Project timeline (8 days total)

1. Initial process

2 days | Team of 4

  • Brainstorming all possible solutions
  • Noting any shortcomings or difficulties for each solution
  • Creating a prioritised list of solutions
  • Marking each solution for effort and security risk
  • Prioritising 2 solutions to be explored in parallel

2. Deep dive

2 days | 2 teams of 2

Solution 1 - Hotspot Investigation

The corporate laptops were very locked down, with strong security measures

  • End user teams did not want any corporate restrictions to be removed or make changes to software or desktop builds
  • Developers were using Cisco AnyConnect VPN software to establish a secure connection to the business, which has it's own additional security restrictions, and doesn't allow use of a hotspot

Solution 2 - Home Broadband Router Investigation

  • Buying & configuring a consumer grade TP Link router for use in the developer's home
  • Simulating and running up Cisco Any Connect VPN client to remotely access any resources and assets they need access to
  • There was no time to consider multiple VPN connections or terminating information on different equipment / locations in the business because of the huge volume of firewalls and security rules in place at the business
"We came to the realisation that within the timeframe, all we needed to do was to simulate the VPN connection without dealing with all the restrictions in place on the corporate laptops"

3. Build

3 days | Team of 4

  1. We bought a TP link home broadband router from Currys for about £50
  2. We researched products that could simulate Cisco AnyConnect and found Open Connect, but this could not be run on the TP Link device firmware.
  3. Open Connect needed a Linux based operating system or similar so we researched what network operating systems can run on a TP Link and found Open WRT an open source based network operating software
  4. We removed TP link firmware and installed OpenWRT and Open Connect along with a number of other networking packages
  5. Test, test, test...
  6. By day 3 we had a rough working solution with all relevant software packages, and tools that would let us simulate a Cisco AnyConnect VPN sessions, and connect to the clients Cisco VPN Gateways

4. Tactical Solution (1 day)

1 day | Team of 4

  • We refined and templated the solution
  • We document the full process from out of the box, to firing up, to establishing a connection
  • We handed off the solution and documentation to an internal business team
  • We remained on hand to help with troubleshooting post launch
  • Over time we continued to develop & refine the solution eventually building an image with a small web UI for the developers to provision and setup the device

Next steps

  1. Operational acceptance - We discussed how to improve it to a point it’ll be operationally accepted by the business or whether it’s a solution someone could purchase or request via relevant channels at the business
  2. Compliance friendliness - Original solution was tactical to fit the time constraints and it didn’t tick all the boxes for compliance, governance, security, operational acceptance criteria and more
  3. Security concerns - In the company office you can have set top boxes or TVs with no registration process without any concerns about security, but in the home, the device could end up anywhere, or get shipped to the wrong address so there were lots of security concerns around allowing effectively a guest full access to the business network.
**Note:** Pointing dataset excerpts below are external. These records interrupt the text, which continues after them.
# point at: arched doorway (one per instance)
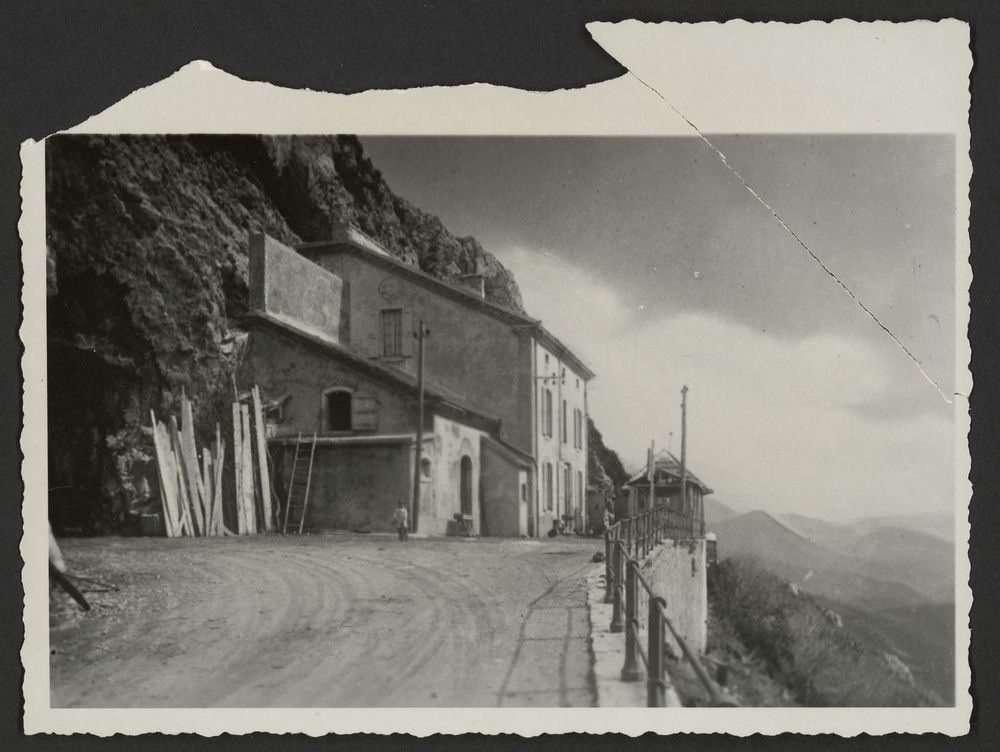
(465, 485)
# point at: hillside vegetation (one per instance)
(758, 619)
(147, 285)
(885, 568)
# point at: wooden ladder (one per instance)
(298, 485)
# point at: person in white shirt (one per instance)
(401, 519)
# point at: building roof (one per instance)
(666, 462)
(347, 238)
(437, 399)
(511, 453)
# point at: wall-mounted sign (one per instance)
(389, 288)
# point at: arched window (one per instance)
(337, 409)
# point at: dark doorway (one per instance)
(338, 411)
(465, 488)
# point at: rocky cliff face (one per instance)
(147, 241)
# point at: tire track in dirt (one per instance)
(320, 621)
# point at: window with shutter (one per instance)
(392, 332)
(547, 413)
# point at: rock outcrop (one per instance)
(147, 242)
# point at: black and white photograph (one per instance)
(354, 418)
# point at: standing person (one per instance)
(401, 519)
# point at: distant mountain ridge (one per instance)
(890, 567)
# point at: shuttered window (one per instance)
(392, 332)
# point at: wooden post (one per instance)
(166, 476)
(265, 475)
(418, 454)
(631, 670)
(188, 486)
(241, 523)
(247, 474)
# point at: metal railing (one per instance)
(626, 543)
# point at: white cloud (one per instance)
(771, 422)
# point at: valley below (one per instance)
(885, 586)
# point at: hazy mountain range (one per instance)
(891, 579)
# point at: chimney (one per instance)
(476, 281)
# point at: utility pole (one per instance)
(684, 499)
(420, 334)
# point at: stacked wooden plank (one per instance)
(191, 483)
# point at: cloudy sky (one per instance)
(659, 268)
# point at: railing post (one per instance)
(655, 670)
(630, 671)
(609, 593)
(618, 556)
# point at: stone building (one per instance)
(332, 348)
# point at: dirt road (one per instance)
(324, 621)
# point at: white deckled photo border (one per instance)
(847, 77)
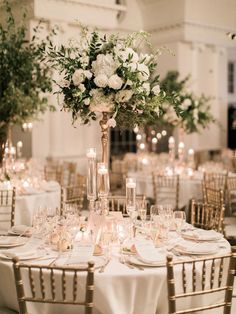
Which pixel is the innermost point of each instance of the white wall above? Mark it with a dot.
(194, 30)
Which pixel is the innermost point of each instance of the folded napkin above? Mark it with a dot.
(196, 248)
(21, 230)
(27, 251)
(147, 252)
(203, 235)
(82, 253)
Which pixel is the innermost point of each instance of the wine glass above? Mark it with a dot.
(179, 219)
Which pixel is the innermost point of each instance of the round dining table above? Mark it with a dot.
(118, 290)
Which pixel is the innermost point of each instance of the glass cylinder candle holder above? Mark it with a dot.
(102, 180)
(130, 194)
(91, 176)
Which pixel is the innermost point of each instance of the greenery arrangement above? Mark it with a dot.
(108, 74)
(24, 79)
(194, 111)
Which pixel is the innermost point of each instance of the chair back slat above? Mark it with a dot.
(7, 208)
(53, 284)
(207, 216)
(46, 291)
(204, 276)
(166, 188)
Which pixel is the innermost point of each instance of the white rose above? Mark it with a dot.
(88, 74)
(101, 102)
(101, 80)
(195, 115)
(111, 122)
(64, 83)
(84, 60)
(129, 53)
(87, 101)
(78, 77)
(82, 87)
(115, 82)
(156, 89)
(124, 95)
(104, 64)
(186, 104)
(146, 88)
(144, 72)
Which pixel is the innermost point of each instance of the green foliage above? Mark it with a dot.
(24, 79)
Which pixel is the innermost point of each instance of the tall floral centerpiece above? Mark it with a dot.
(107, 77)
(24, 79)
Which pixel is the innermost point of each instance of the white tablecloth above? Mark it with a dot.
(26, 205)
(119, 290)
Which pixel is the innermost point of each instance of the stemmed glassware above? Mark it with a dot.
(179, 219)
(131, 200)
(91, 177)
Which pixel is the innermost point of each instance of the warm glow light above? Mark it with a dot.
(142, 146)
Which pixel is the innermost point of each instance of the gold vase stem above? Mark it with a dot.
(104, 128)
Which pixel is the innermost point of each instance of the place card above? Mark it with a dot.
(81, 253)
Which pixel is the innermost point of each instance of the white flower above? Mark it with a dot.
(64, 83)
(100, 102)
(111, 122)
(129, 83)
(143, 72)
(156, 89)
(84, 60)
(115, 82)
(101, 80)
(124, 95)
(82, 87)
(87, 101)
(186, 104)
(195, 115)
(88, 74)
(78, 77)
(128, 53)
(146, 88)
(104, 64)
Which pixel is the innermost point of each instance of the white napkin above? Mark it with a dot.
(21, 229)
(148, 253)
(203, 235)
(82, 253)
(197, 248)
(26, 251)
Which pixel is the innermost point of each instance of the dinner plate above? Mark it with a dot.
(204, 235)
(22, 257)
(190, 250)
(139, 262)
(6, 242)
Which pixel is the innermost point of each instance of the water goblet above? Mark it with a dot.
(179, 219)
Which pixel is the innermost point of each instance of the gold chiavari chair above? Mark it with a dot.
(166, 189)
(73, 195)
(206, 216)
(53, 173)
(217, 181)
(118, 203)
(7, 208)
(41, 284)
(214, 196)
(231, 193)
(197, 280)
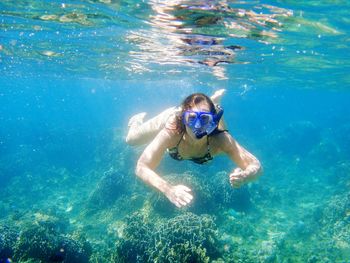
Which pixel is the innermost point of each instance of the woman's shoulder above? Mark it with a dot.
(221, 140)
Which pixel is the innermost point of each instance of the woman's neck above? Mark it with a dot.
(194, 141)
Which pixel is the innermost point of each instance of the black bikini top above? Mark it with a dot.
(174, 153)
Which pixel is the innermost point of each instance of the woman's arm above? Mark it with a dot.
(149, 161)
(249, 167)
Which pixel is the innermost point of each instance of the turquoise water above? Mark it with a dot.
(74, 72)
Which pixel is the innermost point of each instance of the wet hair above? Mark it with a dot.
(188, 103)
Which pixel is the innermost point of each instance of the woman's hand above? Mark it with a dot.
(238, 177)
(179, 195)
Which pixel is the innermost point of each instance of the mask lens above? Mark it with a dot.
(190, 118)
(205, 119)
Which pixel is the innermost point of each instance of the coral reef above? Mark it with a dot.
(8, 238)
(39, 243)
(184, 238)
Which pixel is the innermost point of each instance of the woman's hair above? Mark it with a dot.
(188, 103)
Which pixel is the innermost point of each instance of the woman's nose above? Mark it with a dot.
(197, 124)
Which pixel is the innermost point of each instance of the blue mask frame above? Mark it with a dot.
(204, 122)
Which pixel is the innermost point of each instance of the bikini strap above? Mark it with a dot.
(208, 146)
(178, 143)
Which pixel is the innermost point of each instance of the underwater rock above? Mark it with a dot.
(184, 238)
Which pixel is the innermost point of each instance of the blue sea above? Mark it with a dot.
(73, 72)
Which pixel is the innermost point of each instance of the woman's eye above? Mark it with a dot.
(205, 118)
(191, 118)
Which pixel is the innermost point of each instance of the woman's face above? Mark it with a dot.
(199, 107)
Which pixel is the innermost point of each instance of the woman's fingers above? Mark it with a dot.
(182, 195)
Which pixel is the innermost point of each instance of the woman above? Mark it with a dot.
(194, 131)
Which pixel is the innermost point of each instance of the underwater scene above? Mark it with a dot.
(74, 72)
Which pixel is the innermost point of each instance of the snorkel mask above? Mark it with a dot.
(202, 122)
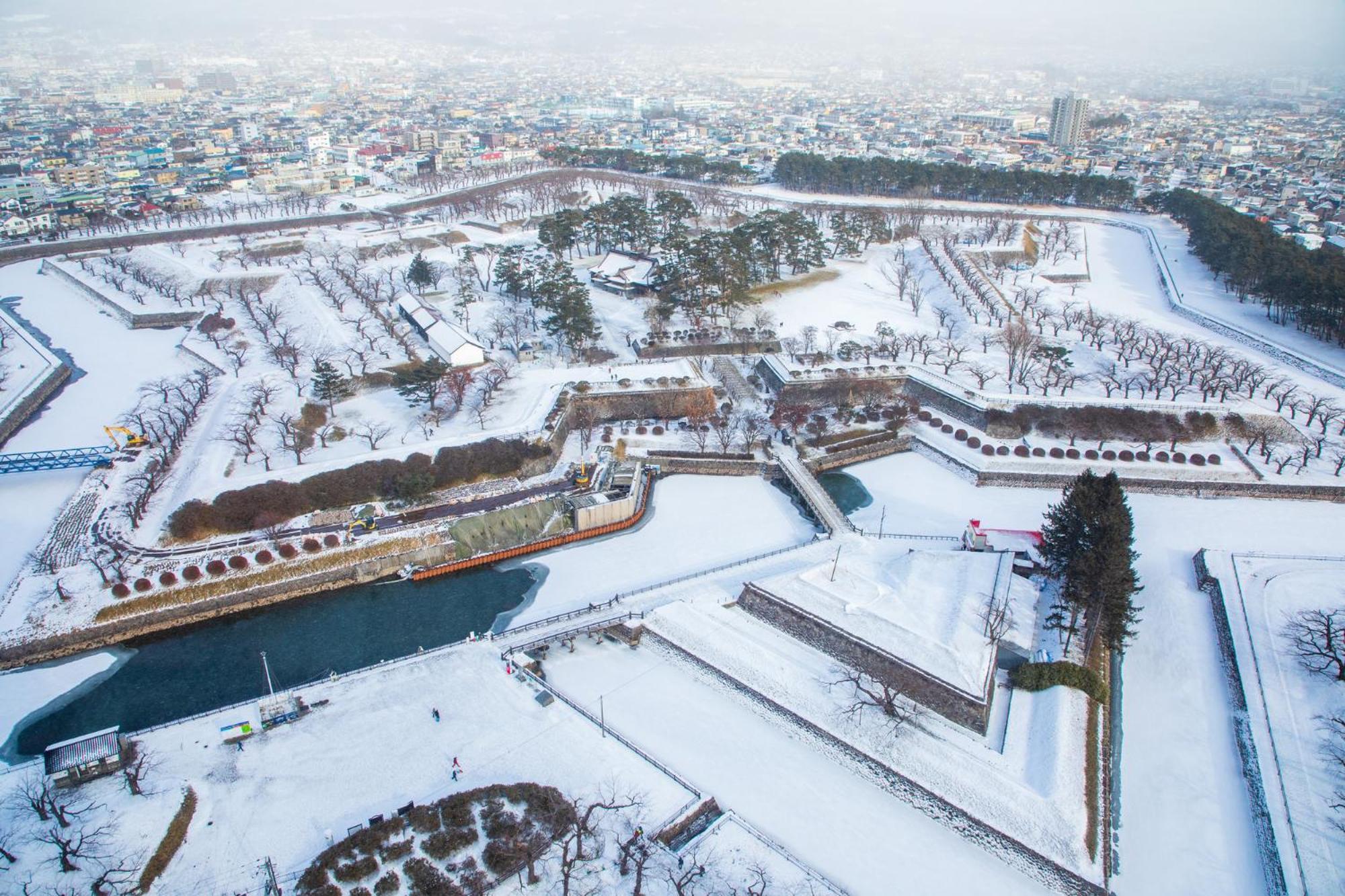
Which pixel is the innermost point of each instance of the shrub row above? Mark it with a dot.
(1101, 423)
(864, 442)
(449, 825)
(714, 455)
(274, 502)
(1043, 676)
(171, 842)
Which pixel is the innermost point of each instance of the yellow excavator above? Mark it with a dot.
(362, 525)
(132, 440)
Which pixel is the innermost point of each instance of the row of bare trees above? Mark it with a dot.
(75, 834)
(134, 278)
(165, 415)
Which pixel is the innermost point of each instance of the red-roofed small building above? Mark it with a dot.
(1026, 544)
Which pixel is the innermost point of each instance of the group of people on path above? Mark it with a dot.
(457, 768)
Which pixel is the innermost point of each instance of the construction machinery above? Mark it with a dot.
(362, 525)
(132, 440)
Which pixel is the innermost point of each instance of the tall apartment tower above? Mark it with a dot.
(1069, 115)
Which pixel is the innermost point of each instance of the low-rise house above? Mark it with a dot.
(626, 274)
(446, 339)
(80, 759)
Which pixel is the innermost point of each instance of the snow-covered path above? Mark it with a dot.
(1186, 818)
(849, 829)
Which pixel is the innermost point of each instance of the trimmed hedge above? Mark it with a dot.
(251, 507)
(1102, 421)
(171, 842)
(699, 455)
(1043, 676)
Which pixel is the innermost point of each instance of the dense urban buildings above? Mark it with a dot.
(719, 448)
(1069, 118)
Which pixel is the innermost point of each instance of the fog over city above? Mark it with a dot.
(672, 448)
(1245, 36)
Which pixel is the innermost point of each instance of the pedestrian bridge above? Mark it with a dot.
(812, 491)
(56, 459)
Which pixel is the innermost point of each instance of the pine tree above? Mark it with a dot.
(420, 275)
(1087, 544)
(423, 384)
(329, 385)
(1117, 581)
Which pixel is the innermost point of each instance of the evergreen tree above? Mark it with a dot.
(423, 384)
(420, 275)
(330, 385)
(572, 318)
(1087, 546)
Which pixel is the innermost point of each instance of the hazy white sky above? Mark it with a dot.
(1247, 34)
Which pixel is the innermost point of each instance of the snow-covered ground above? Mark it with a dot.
(1028, 786)
(921, 606)
(114, 362)
(845, 826)
(1288, 705)
(1186, 821)
(696, 522)
(373, 748)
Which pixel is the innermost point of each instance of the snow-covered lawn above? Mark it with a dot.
(696, 522)
(1288, 705)
(800, 795)
(375, 747)
(1032, 790)
(115, 364)
(921, 606)
(1186, 821)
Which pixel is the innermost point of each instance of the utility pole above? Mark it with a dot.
(270, 686)
(268, 869)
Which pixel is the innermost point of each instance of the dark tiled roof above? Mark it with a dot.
(80, 751)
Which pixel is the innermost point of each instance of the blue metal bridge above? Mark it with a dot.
(59, 459)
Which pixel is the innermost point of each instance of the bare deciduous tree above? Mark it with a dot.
(373, 432)
(870, 693)
(1317, 638)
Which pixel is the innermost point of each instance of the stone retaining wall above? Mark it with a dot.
(695, 350)
(646, 403)
(1013, 852)
(1200, 489)
(927, 690)
(134, 319)
(1147, 485)
(30, 252)
(859, 455)
(123, 630)
(712, 467)
(1262, 823)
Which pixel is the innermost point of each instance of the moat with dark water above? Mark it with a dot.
(216, 663)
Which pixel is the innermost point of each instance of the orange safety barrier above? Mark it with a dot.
(545, 544)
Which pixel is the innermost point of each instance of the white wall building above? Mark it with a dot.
(446, 339)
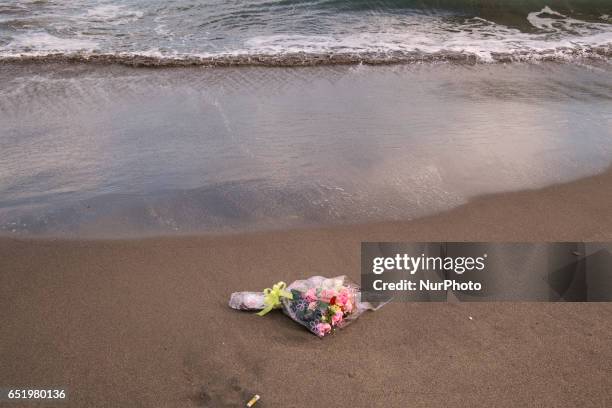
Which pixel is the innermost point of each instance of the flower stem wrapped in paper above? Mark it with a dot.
(320, 304)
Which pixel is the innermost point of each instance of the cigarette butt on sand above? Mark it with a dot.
(253, 400)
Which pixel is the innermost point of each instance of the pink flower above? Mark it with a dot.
(311, 295)
(337, 318)
(323, 329)
(342, 298)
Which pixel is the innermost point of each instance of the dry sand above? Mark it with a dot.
(145, 323)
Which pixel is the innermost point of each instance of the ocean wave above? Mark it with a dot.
(256, 34)
(302, 59)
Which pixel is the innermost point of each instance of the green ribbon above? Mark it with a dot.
(272, 297)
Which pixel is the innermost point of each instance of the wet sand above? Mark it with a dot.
(146, 323)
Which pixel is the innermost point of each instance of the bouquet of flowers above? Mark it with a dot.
(320, 304)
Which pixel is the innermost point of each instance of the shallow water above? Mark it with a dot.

This is why we were keen to implement a solution that was more strategic and addressed the wider security concerns.
  4. A more strategic solution - We worked with the operational, developers and security teams to detail requirements, and document various possible solution options
  5. Proof of concept - We completed 3 proof of concepts with vendors (Cisco Meraki, VMWare Velocloud, Fortinet) that would meet the developer, operational and security requirements

Successes

  1. Speed of delivery - Just 8 days to turn around a working scalable solution
  2. Huge increase in users - from the original 60 developers to over 700 just 9 months later
  3. Improved build and deployment - a refined, more robust image that can be deployed to multiple devices quickly over IP
  4. Plug & play - We simplified the process even further since first launch
  5. Lockdown friendly - This software has proven vital to the success of the integration project, but has also proved invaluable due to the Covid-19 lockdowns in Europe
  6. New feature - developers can now do low level diagnostic and packet captures (something they have to do quite often) much more easily - they can confirm and capture all of those packets, and put them in the cloud, for instance, to troubleshoot their diagnostics, which was very difficult for them previously
  7. Better monitoring - we worked with the security team to build better visibility for the solution utilising SPLUNK and logging from the OpenWRT kernel syslog messages.
  8. Better security - we worked with the security team to include more controls such as separate accounts, registering of end devices, introduced posture checks, security dashboards on SPLUNK.